Dünyadaki hâli böyle… Âhirete gelince, oradaki cennetin yüzüne göz atmaz; ta, Yaratan'a varıncaya kadar. Oradan bir şey alıp yiyecek olsa, katî emirle alır. İşaret verilir ve o yöne itilir, ondan sonra alıp yer. Cennetin hakkını ödemek için emri kabul eder. Yine o emir icabı huri-vildânın hakkını öder. Oradaki bütün tatların hakkını da aynı emirle yerine getirir. Bu hususta, peygamberlere, şehidlere, sâlihlere uyar. Zaman zaman onlarla olduğu olur. Ancak zamanının çoğu, Hak katında geçer.
Hak'tan çekinir, emirlerini yapar ve ittikâ sahibi olursan O'ndan yardım gelir. Cümle işlerinde onun açık yardımını görmeye başlarsın. Hak Teâlâ'nın şu kavlini işitmedin mi: "Bir kimse Hakk'a karşı ittikâ üzere olursa, Hak ona kapalı yolları açar. Ummadığı yönden rızkını alır." (et-Talâk, 65/2-3)
İşte bu âyet-i kerime, sebeplere bağlanıp kalma kapısını kapadı. Zengin kişilerin, şahların kapısını yüzüne örttü ve tevekkül kapısını ardına kadar açtı. Ki, bir kimse, Hakk'ın kuvvetini ve kudretini düşünerek kötü işleri terk ederse yolu açılır, kurtuluş bulur. Bol mükâfat verilir. İnsanların tıkandığı yerde o tıkanmaz.

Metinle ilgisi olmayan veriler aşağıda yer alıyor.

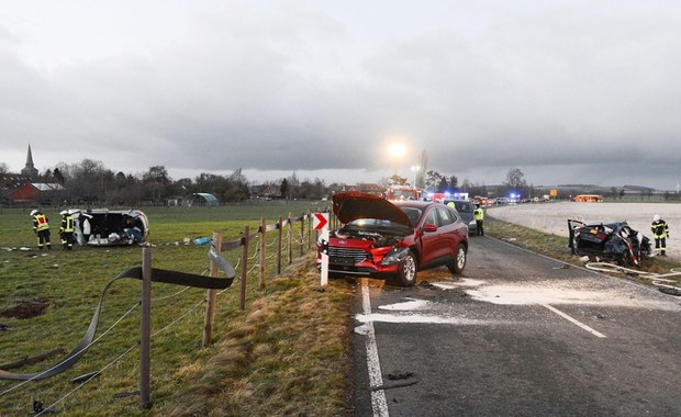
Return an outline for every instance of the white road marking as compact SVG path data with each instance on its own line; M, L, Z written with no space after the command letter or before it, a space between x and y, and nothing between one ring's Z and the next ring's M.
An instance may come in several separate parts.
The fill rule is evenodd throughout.
M546 308L550 309L551 312L556 313L556 314L557 314L557 315L559 315L560 317L565 318L566 320L568 320L568 322L570 322L570 323L572 323L572 324L578 325L579 327L583 328L584 330L589 331L590 334L592 334L592 335L594 335L594 336L596 336L596 337L602 337L602 338L605 338L605 335L603 335L602 333L599 333L599 331L596 331L596 330L592 329L591 327L587 326L585 324L583 324L583 323L579 322L578 319L576 319L576 318L572 318L572 317L568 316L567 314L565 314L565 313L563 313L563 312L561 312L561 311L559 311L558 308L551 307L551 306L550 306L550 305L548 305L548 304L542 304L542 305L543 305L544 307L546 307Z
M361 284L361 308L365 315L371 315L371 300L369 297L369 285L367 282ZM367 322L367 369L369 370L369 387L376 388L383 385L383 376L381 374L381 363L378 359L378 347L376 345L376 333L373 331L373 323ZM386 401L386 392L383 390L371 390L371 408L373 416L388 417L388 402Z

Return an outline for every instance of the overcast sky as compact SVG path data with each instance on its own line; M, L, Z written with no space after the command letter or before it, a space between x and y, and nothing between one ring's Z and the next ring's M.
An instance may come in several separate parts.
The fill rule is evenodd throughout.
M0 162L676 190L680 77L678 0L0 0Z

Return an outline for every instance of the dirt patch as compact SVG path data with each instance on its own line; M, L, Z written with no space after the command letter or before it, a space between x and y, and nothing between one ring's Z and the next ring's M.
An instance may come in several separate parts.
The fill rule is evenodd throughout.
M0 312L1 317L13 317L19 319L42 316L49 307L47 300L25 301Z

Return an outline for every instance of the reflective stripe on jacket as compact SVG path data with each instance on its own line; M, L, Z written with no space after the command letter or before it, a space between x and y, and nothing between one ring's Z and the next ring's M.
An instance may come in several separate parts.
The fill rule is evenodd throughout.
M669 235L669 225L662 219L655 221L650 225L650 230L652 232L652 236L657 238L665 237Z
M36 214L33 216L33 229L35 232L47 230L49 224L47 223L47 216L44 214Z
M70 233L74 232L74 217L66 216L62 218L62 232Z

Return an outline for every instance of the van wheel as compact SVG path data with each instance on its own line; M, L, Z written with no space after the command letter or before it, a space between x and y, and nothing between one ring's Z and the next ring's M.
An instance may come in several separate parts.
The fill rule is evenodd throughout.
M456 252L454 252L454 259L451 259L451 262L448 264L449 272L456 274L464 273L464 269L466 268L466 246L459 244L456 248Z
M413 286L416 283L416 258L411 250L400 262L398 281L402 286Z

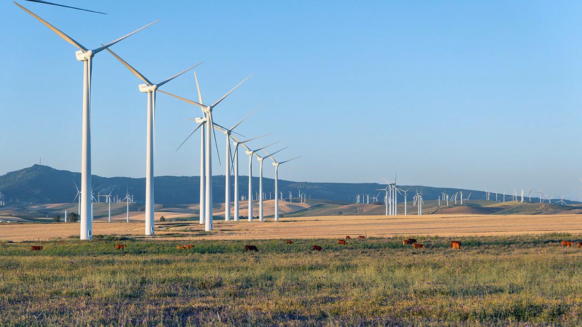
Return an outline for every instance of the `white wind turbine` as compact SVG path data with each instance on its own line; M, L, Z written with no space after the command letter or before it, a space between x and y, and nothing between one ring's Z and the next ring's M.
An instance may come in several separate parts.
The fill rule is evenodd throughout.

Sizin hâliniz nice olur? Daha ne söylememi ve ne yapmamı beklersiniz. Sizin için neler söylemedim, neler yapmadım ki? Şu şiir, hâliniz için ne iyi:
"İşittirirdin, hepsini haylasaydın diriye.
Ama ölüdür, benzemez çağırdığın diriye."
Yorumlar
Yorum bulunmuyor.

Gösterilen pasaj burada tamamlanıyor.